Optimisme et mysticisme au commencement du dix-septième siècle

 

 

 

 

 

par

 

 

 

 

 

Adolphe FRANCK

 

 

 

 

 

 

 

 

 

 

 

 

Personne n’ignore le bruit que fit Mme Guyon dans les dernières années du XVIIesiècle, et l’ardente controverse que son quiétisme, renouvelé de celui de Molinos, provoqua entre deux illustres prélats. On connaît beaucoup moins Antoinette Bourignon, qui ne la devança que de quelques années dans la carrière périlleuse où elle gagna sa renommée au prix de son repos, et qui, plus hardie dans ses mystiques spéculations, avait trouvé son Fénelon dans la personne du pasteur et philosophe Pierre Poiret, et avait passionné le nord de l’Europe, comme Mme Guyon devait passionner la France et la cour de Louis XIV. On ne peut donc que féliciter l’écrivain anonyme qui a eu la pensée de réunir, dans une brochure de moins de deux cents pages 1, ce qu’il y a de plus remarquable dans les dix-neuf volumes laissés par Antoinette Bourignon et publiés après sa mort par son fanatique admirateur. Précédé d’une Introduction où l’aïeule spirituelle de Mme Guyon est jugée avec une pieuse impartialité, ce résumé ne fait aucun tort à la vérité historique. Les mystiques sont des amoureux, et, comme tous ceux que l’amour tient sous ses lois, ils sont incapables de modérer leur langue ou leur plume ; ils se répètent à l’infini dans leurs confidences, parce que ce qu’ils ont à dire leur paraît toujours jeune et toujours nouveau. Aussi la plupart des écrivains de cette classe, Jacob Boehm, Swedenborg, Saint-Martin, François de Sales et beaucoup d’autres, auraient-ils tout à gagner à subir une réduction proportionnelle.

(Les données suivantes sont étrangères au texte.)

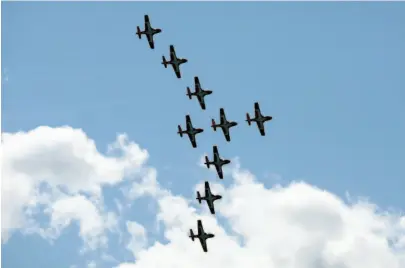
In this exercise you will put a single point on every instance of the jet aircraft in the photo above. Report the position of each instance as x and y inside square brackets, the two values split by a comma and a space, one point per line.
[209, 197]
[149, 32]
[218, 162]
[259, 119]
[190, 131]
[199, 92]
[202, 236]
[174, 61]
[224, 124]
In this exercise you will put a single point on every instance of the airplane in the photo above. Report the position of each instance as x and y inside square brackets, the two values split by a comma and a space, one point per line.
[259, 119]
[203, 236]
[209, 197]
[149, 32]
[199, 92]
[190, 131]
[224, 124]
[174, 61]
[218, 162]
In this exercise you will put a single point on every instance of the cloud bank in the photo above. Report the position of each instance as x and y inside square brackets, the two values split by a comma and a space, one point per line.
[293, 226]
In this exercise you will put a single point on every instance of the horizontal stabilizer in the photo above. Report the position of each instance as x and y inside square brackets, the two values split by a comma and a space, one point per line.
[164, 62]
[138, 32]
[248, 118]
[180, 132]
[198, 197]
[191, 234]
[213, 124]
[189, 93]
[207, 162]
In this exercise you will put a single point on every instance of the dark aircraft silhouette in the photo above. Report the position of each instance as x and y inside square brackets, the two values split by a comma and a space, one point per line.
[203, 236]
[174, 61]
[224, 124]
[199, 92]
[190, 131]
[218, 162]
[149, 32]
[209, 197]
[259, 119]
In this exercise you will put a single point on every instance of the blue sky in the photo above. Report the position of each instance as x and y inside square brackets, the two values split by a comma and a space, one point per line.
[330, 74]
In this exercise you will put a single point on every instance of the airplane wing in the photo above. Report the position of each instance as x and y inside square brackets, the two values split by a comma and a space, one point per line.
[201, 101]
[222, 115]
[176, 70]
[209, 201]
[200, 232]
[192, 140]
[147, 22]
[226, 133]
[199, 227]
[207, 189]
[219, 171]
[204, 244]
[172, 52]
[215, 151]
[260, 125]
[188, 122]
[257, 110]
[197, 84]
[150, 41]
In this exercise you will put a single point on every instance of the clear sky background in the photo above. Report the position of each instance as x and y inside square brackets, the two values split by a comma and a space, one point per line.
[330, 74]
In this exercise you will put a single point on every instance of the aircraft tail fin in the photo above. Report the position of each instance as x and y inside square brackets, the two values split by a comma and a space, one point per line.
[191, 234]
[189, 93]
[207, 162]
[248, 118]
[213, 124]
[164, 62]
[198, 197]
[138, 32]
[180, 132]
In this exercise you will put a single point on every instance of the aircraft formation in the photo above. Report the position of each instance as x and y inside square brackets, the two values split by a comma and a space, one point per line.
[192, 132]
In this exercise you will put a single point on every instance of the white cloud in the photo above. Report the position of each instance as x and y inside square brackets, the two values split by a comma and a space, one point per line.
[297, 226]
[59, 171]
[138, 237]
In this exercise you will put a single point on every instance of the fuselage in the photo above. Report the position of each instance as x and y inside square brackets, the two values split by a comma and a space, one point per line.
[205, 236]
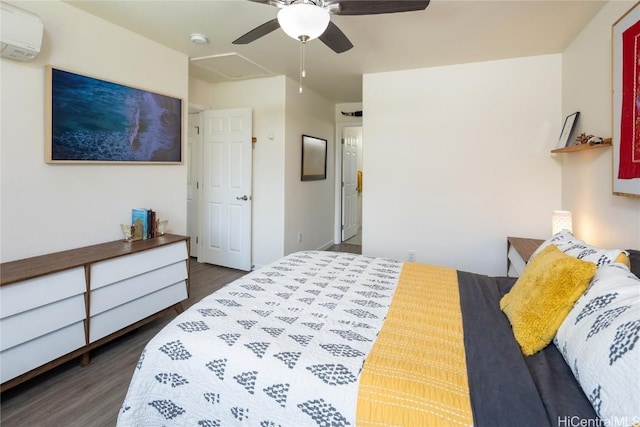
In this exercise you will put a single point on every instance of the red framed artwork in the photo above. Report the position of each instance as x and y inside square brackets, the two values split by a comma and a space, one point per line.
[626, 103]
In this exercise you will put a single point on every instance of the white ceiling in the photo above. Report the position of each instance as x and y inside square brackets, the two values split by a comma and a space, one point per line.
[446, 32]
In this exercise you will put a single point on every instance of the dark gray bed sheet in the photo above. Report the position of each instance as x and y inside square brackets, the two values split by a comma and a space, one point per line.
[506, 387]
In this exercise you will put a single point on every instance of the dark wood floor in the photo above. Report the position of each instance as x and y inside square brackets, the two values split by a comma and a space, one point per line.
[70, 395]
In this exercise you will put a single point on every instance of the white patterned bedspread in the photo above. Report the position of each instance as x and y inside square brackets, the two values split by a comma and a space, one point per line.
[281, 346]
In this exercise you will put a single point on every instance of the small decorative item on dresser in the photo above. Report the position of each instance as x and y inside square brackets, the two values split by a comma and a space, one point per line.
[127, 231]
[162, 226]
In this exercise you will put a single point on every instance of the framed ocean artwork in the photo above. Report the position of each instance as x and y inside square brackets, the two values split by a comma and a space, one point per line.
[89, 120]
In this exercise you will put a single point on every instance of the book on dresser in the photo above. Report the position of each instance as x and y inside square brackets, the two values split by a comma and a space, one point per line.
[144, 222]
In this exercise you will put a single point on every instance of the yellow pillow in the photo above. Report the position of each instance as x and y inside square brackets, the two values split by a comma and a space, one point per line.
[543, 296]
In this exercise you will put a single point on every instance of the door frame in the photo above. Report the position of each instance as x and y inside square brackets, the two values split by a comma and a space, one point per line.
[197, 109]
[337, 235]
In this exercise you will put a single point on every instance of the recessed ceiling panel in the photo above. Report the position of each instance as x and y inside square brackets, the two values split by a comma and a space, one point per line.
[231, 66]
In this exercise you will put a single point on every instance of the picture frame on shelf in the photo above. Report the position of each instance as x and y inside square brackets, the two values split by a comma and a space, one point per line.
[90, 120]
[567, 130]
[625, 67]
[314, 158]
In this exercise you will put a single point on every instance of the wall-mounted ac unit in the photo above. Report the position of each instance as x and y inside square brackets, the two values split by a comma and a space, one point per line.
[20, 33]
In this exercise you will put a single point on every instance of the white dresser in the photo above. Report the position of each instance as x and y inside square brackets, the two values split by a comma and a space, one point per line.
[59, 306]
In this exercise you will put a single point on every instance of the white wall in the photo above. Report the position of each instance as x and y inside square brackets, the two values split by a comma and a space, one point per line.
[309, 205]
[46, 208]
[458, 158]
[599, 217]
[266, 98]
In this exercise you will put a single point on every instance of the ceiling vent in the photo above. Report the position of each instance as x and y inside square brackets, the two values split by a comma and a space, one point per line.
[20, 33]
[228, 66]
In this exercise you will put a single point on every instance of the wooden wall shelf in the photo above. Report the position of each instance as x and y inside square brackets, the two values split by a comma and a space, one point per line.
[582, 147]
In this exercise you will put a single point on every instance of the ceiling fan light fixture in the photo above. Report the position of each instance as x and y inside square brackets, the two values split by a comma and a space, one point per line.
[303, 21]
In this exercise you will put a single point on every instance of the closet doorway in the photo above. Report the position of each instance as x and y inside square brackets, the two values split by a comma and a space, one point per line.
[351, 188]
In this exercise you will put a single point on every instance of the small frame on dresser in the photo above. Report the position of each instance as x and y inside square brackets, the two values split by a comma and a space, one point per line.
[567, 130]
[314, 158]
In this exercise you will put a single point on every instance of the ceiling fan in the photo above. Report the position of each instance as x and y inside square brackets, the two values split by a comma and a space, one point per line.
[308, 19]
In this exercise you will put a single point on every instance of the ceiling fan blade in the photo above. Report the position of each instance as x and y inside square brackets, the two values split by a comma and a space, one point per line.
[335, 39]
[258, 32]
[374, 7]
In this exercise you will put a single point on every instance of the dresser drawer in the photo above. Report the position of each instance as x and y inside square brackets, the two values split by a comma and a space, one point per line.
[28, 325]
[32, 354]
[114, 270]
[115, 294]
[124, 315]
[43, 290]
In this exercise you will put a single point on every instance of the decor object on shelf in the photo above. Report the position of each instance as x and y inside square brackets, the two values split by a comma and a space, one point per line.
[561, 220]
[314, 158]
[90, 120]
[582, 147]
[162, 226]
[626, 109]
[567, 129]
[583, 138]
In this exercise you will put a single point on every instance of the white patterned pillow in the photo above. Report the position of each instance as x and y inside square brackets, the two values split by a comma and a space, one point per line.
[571, 245]
[600, 341]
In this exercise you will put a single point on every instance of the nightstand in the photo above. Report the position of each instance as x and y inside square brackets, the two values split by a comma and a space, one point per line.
[519, 250]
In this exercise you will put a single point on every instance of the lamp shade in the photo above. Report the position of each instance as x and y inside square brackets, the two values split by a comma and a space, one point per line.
[303, 21]
[561, 220]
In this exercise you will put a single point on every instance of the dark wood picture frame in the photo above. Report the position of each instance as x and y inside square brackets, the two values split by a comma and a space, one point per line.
[314, 158]
[567, 130]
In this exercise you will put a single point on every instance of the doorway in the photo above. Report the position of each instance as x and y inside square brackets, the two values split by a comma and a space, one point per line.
[219, 156]
[351, 185]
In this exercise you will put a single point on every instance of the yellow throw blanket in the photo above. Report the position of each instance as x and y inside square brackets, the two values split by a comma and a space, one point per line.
[416, 373]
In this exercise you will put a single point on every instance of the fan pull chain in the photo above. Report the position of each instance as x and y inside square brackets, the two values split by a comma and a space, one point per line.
[303, 71]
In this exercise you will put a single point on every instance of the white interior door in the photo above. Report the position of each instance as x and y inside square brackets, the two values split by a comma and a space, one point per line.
[193, 168]
[226, 189]
[351, 139]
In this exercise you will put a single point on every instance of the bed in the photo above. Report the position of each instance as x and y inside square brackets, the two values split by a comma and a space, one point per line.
[337, 339]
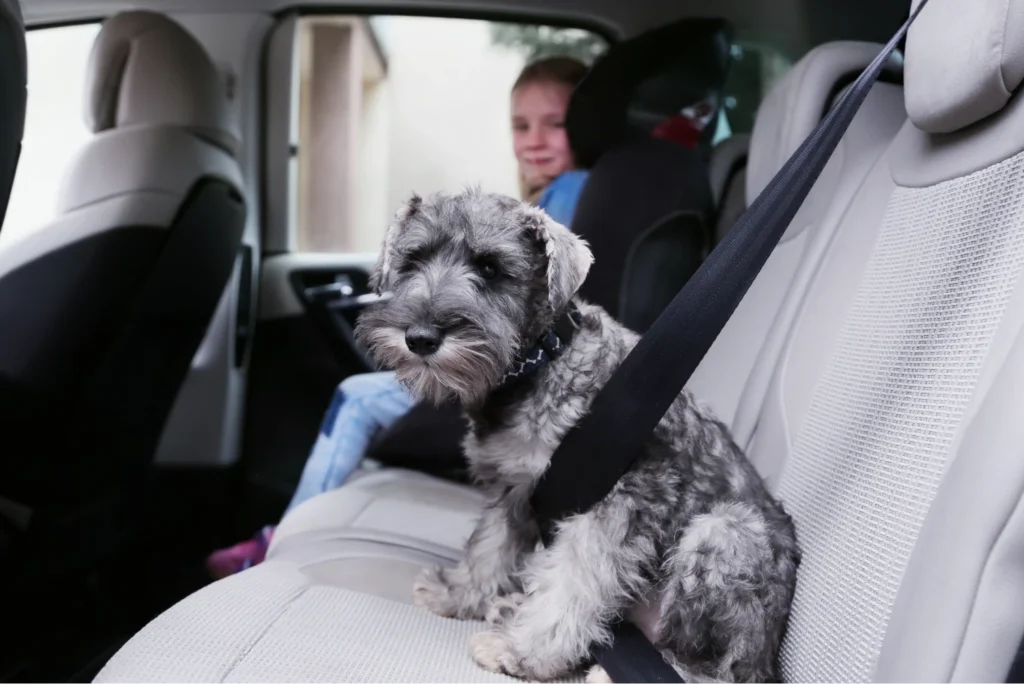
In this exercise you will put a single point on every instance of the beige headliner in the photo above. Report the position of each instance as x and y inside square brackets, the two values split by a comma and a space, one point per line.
[792, 25]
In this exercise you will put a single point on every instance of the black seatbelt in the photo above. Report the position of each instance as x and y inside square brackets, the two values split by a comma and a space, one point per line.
[628, 409]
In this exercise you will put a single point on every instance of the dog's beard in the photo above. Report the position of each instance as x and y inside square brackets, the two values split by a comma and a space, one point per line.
[463, 368]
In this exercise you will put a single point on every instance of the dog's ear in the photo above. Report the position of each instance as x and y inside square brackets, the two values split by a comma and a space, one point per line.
[568, 255]
[380, 276]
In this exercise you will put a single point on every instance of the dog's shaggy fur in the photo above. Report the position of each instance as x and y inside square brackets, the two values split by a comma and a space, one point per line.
[689, 544]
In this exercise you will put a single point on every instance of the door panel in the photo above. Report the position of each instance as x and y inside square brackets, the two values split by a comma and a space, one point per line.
[304, 346]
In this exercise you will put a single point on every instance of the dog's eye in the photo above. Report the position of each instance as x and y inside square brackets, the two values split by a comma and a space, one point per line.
[487, 268]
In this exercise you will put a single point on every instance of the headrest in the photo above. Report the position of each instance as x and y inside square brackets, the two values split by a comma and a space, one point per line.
[964, 60]
[12, 9]
[12, 95]
[145, 70]
[801, 98]
[656, 74]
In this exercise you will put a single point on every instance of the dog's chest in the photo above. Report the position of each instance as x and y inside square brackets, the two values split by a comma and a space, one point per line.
[517, 449]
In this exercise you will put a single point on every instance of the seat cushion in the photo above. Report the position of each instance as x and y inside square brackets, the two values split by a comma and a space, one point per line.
[276, 623]
[377, 532]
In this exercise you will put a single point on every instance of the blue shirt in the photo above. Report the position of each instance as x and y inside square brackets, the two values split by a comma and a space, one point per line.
[559, 199]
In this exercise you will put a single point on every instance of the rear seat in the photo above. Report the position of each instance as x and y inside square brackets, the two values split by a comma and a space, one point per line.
[891, 425]
[386, 506]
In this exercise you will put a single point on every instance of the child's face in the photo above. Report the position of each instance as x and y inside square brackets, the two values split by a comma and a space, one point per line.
[539, 129]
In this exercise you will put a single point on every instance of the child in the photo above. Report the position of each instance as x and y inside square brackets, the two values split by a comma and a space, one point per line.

Antoinette Bourignon naquit à Lille, en 1616, d’une mère française ou plutôt flamande, et d’un père italien. Dès l’âge de quatre ans, à ce qu’elle nous assure dans ses livres, elle a désiré trouver un pays « où vivent les vrais chrétiens », et ce pays, elle ne l’a jamais découvert. C’est dire que l’exaltation, non pas religieuse, mais mystique, a commencé chez elle de bonne heure. Cet état de son esprit l’éloignait naturellement du mariage. Elle refusa obstinément tous les partis qui se présentaient pour elle, et il ne paraît pas, malgré l’assertion contraire de Bayle, qu’elle fût absolument dépourvue de charme, puisqu’elle inspira une passion et qu’elle ne cessa pas d’être recherchée jusqu’à l’âge de trente-sept ans. À ce moment, c’est-à-dire en 1653, ses parents ayant voulu user de contrainte pour mettre un terme à son célibat, elle s’enfuit de la maison paternelle, déguisée en ermite.

La vie du cloître n’avait pas plus d’attrait pour elle que celle du monde, elle ne la trouvait pas plus conforme à son idéal évangélique. Elle écrit même quelque part que les pompes et les vanités sont souvent plus grandes sous un pauvre habit religieux que sous la pourpre des rois. Le monde tout entier, et l’Église autant que le monde, lui semblaient plongés dans les ténèbres et submergés par un déluge de péchés. C’est pour mettre un terme à cette universelle corruption que Dieu, dans sa pensée, l’avait choisie dès son enfance, et que Jésus-Christ, l’adoptant pour son épouse, lui avait demandé le sacrifice de son âme et de son corps.

Après avoir quitté sa ville natale, elle habita successivement Gand, Liège, Amsterdam, Hambourg, le Holstein, partout en proie aux persécutions et aux outrages, tant de la part des protestants que de celle des catholiques, et n’échappant à la mort que par la fuite. « Des mépris et des persécutions, dit-elle dans un de ses livres, j’en ai déjà tant souffert, qu’ils me sont tournés en habitude » De Hambourg, où elle s’était réfugiée en quittant le Holstein, elle revint en Hollande, et c’est là qu’elle mourut en 1680.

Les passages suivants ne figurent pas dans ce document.